Spiritual Unity is a group formed by guitarist Marc Ribot dedicated to re-creating and re-imagining the music of the great saxophonist Albert Ayler, one of the pillars of modern jazz. Ribot (Lounge Lizards, Los Cubanos Postizos and countless other bands) is a longtime fan of Ayler’s who has spent years listening to and internalizing the communicative group process integral to Ayler’s music. Ribot describes playing Ayler’s music as a “ritual process, through improvisation, of experiencing and presenting the rawest moment of musical creation.” He knew that the time had come to realize his long-time dream of forming a collective band to play this music when the celebrated bassist Henry Grimes, who played on many of Ayler’s seminal recordings from the 1960s, returned to the jazz scene in 2003.

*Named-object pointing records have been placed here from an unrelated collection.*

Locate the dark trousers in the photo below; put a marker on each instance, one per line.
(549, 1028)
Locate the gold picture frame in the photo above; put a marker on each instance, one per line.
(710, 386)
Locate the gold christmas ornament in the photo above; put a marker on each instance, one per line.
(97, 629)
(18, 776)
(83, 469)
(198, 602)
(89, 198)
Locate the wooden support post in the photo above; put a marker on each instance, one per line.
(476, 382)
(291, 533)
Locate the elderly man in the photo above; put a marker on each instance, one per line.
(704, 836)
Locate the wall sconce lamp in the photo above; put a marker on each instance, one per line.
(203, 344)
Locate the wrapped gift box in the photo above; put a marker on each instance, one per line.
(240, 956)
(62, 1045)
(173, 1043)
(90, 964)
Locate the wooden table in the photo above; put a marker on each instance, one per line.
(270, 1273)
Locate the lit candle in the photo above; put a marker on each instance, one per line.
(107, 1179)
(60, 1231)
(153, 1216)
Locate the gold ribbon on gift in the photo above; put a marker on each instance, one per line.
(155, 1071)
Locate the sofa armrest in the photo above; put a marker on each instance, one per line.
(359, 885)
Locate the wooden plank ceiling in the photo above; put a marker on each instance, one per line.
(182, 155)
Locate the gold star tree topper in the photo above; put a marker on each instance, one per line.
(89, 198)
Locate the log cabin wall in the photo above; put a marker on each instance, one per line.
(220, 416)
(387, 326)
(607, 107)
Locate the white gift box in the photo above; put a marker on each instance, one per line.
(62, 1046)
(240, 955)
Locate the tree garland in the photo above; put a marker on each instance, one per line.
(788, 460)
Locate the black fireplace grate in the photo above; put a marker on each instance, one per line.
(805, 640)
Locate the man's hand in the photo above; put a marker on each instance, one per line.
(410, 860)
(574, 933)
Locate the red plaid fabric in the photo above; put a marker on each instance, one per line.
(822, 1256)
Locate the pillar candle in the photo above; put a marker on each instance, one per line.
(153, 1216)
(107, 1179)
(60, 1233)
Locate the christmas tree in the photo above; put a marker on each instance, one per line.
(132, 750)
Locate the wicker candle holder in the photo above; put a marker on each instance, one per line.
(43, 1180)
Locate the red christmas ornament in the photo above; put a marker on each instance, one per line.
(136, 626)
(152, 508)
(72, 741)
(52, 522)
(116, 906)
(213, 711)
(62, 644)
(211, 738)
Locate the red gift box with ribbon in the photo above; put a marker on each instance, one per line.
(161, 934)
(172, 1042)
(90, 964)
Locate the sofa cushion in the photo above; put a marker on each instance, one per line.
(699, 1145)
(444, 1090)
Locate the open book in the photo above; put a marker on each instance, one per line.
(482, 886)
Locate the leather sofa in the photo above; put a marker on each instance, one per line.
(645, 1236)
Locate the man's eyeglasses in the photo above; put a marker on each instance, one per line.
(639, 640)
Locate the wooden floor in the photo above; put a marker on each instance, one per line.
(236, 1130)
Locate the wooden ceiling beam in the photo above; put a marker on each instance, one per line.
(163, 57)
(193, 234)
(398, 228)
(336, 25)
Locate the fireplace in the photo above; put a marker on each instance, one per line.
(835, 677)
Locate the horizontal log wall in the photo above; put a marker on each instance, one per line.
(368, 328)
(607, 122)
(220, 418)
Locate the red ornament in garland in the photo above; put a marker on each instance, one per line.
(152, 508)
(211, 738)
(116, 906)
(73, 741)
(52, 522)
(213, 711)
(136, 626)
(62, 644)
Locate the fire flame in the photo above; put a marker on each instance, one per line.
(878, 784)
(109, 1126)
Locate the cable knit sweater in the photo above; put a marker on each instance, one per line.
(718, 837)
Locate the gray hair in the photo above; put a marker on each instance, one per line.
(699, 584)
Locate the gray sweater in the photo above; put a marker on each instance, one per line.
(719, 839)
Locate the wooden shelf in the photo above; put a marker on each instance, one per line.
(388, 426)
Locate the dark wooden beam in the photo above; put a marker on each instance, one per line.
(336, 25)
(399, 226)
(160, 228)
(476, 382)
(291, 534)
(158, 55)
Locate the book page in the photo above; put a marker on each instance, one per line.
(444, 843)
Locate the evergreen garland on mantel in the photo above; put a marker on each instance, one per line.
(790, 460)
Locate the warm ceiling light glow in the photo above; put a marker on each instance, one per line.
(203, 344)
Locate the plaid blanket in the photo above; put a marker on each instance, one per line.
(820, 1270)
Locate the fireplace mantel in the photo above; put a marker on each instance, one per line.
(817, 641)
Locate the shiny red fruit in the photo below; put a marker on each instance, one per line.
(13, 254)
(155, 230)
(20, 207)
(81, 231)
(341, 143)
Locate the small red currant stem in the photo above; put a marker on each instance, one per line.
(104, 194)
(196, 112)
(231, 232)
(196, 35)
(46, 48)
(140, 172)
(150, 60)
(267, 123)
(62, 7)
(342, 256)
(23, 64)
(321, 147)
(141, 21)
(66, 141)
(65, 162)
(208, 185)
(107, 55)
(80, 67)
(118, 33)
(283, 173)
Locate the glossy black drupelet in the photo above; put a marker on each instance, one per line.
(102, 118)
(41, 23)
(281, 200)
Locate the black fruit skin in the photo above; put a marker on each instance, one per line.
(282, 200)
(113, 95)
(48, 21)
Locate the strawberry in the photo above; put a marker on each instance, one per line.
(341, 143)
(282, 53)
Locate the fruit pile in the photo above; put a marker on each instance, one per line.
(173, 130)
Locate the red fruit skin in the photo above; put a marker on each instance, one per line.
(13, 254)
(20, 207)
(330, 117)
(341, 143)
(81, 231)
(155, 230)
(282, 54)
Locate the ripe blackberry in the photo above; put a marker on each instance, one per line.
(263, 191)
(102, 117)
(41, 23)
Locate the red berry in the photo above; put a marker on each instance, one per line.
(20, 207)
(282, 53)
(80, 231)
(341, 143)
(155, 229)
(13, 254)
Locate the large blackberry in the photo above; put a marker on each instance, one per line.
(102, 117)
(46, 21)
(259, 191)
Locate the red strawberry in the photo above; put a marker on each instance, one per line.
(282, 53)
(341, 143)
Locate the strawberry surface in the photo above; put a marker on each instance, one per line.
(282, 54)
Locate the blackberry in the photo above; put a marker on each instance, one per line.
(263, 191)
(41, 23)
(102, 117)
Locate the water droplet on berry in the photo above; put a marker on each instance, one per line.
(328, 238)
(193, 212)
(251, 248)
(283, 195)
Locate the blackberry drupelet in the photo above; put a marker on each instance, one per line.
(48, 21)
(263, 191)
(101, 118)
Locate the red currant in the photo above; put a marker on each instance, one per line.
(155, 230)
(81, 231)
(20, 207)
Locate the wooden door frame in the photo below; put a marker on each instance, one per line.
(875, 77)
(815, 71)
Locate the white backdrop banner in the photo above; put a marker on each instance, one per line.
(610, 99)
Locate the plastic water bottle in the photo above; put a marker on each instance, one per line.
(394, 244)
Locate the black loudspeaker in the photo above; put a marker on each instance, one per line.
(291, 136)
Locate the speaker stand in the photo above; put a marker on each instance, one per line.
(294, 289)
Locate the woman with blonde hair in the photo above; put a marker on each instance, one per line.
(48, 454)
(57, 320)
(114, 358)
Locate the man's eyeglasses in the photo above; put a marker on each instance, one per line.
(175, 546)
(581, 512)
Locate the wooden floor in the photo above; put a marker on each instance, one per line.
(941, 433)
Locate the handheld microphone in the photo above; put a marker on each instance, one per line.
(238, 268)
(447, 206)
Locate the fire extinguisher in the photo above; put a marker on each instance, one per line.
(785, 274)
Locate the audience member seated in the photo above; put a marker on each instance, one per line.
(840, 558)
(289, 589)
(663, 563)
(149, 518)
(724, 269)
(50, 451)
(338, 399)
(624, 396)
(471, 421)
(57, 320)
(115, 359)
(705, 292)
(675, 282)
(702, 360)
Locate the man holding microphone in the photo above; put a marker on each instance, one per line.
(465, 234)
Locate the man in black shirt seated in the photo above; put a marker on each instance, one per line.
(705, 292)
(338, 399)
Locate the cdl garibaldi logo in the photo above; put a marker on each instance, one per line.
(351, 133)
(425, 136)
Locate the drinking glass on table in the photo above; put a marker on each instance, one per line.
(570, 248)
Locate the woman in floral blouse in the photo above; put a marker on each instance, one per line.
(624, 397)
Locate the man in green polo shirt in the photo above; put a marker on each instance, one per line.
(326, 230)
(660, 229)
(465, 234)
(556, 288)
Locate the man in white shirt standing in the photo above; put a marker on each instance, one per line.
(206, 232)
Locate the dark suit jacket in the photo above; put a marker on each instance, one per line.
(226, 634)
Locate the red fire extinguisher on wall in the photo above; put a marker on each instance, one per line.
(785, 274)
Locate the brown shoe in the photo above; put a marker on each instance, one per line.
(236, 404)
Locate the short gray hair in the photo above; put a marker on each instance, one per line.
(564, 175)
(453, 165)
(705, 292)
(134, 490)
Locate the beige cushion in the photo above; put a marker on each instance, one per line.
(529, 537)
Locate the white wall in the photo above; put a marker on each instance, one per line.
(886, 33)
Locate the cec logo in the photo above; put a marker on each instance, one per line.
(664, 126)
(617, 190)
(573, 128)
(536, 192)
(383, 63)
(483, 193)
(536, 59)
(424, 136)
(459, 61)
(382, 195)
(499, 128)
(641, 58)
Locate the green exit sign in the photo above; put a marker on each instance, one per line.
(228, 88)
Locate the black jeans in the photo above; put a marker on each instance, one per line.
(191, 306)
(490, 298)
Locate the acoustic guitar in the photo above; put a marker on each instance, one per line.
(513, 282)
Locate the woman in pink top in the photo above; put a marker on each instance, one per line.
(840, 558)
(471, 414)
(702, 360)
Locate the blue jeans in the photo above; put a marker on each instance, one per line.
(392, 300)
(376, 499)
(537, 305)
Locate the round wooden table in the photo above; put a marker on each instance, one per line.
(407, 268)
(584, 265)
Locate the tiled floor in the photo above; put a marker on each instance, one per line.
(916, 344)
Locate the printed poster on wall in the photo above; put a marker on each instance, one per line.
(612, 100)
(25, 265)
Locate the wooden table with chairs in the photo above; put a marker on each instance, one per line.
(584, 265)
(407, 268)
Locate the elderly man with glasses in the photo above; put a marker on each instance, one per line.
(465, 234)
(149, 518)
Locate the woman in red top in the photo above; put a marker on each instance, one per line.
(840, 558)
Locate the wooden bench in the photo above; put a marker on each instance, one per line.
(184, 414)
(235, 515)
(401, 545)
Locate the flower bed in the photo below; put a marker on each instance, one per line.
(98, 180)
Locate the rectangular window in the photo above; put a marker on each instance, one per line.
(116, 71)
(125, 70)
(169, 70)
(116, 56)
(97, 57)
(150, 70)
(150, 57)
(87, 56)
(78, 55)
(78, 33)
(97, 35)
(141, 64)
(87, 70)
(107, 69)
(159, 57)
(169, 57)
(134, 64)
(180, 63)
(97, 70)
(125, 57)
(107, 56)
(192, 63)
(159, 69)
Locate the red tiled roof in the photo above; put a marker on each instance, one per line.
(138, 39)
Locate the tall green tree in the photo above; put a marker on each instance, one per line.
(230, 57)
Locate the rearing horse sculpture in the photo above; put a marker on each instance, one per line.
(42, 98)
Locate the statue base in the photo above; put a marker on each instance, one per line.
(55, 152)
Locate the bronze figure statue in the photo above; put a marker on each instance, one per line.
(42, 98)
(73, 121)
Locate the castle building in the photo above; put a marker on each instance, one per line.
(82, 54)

Grimes’ amazing reemergence after 30 plus years away from music is now one of the great stories in the annals of jazz. “Spiritual Unity” is just the second release and the first studio recorded release to feature him since his return. This recording, for those who haven’t had the good fortune to see Grimes play live, finds him playing as strong as ever. He is obviously the perfect bassist for this music. Ribot displays his obvious passion for this music. His playing ranges widely from delicate beauty to wails and shrieks and everything in between. Trumpeter Roy Campbell exhibits his incredible versatility. He sports his free jazz hat and delivers the combination of lyricism and whomp that he brings to every musical context. Drummer Chad Taylor (Chicago Underground Trio) plays with muscle and verve, propelling this difficult music forward.
“Spiritual Unity” features one original by Ribot and four compositions by Ayler. Ribot’s “Invocation” opens the album and immediately conjures Ayler’s spirit. This is followed by “Spirits,” one of Ayler’s catchiest and instantly recognizable tunes. “Truth is Marching In,” another of Ayler’s signature tracks, featuring a long, mournful intro that suddenly breaks into a warped march. The spacious “Saints” bridges to the album closer “Bells,” a 15 minute tour-de-force recorded live at Tonic the night before the studio session.
“Spiritual Unity” could easily be overshadowed by comparisons to Ayler’s original work, but the intentions far exceed a straightforward canonization of Aylers music. Using Ayler’s vocabulary as raw material, Ribot, Grimes, Taylor and Campbell combine their disparate influences to fashion their own distinct work of art.